Les difficultés rencontrées par les meuniers
En ce qui concerne les difficultés, les meuniers en évoquent plusieurs. Les coupures d’électricité sont leur principal problème. « Les coupures d’électricité perturbent notre travail, surtout les matins, car c’est à ce moment que nous avons la clientèle. Ce matin même il y avait un délestage. Il y a aussi certaines femmes qui veulent un travail bien fait mais n’acceptent pas dépenser. On ne peut pas travailler dans ces conditions », déplore Karim Gansonré.
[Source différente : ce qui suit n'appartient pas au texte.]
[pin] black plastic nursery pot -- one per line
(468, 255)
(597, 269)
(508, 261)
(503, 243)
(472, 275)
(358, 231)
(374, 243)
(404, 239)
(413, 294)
Pour Salif Soumandé, en plus des délestages comme difficulté, il n’arrive pas à réaliser convenablement de bénéfice. « Je peine à faire des bénéfices car les factures d’électricité et l’entretien des machines me coûtent cher. En plus de cela, je dois payer les employés », a-t-il laissé entendre. Malgré tout, ces difficultés ne les effraient pas. « C’est la nature de toute activité », disent-ils. Avec l’initiative du gouvernement d’accroitre la production locale d’électricité, les meuniers nourrissent l’espoir qu’un jour ces difficultés prendront fin.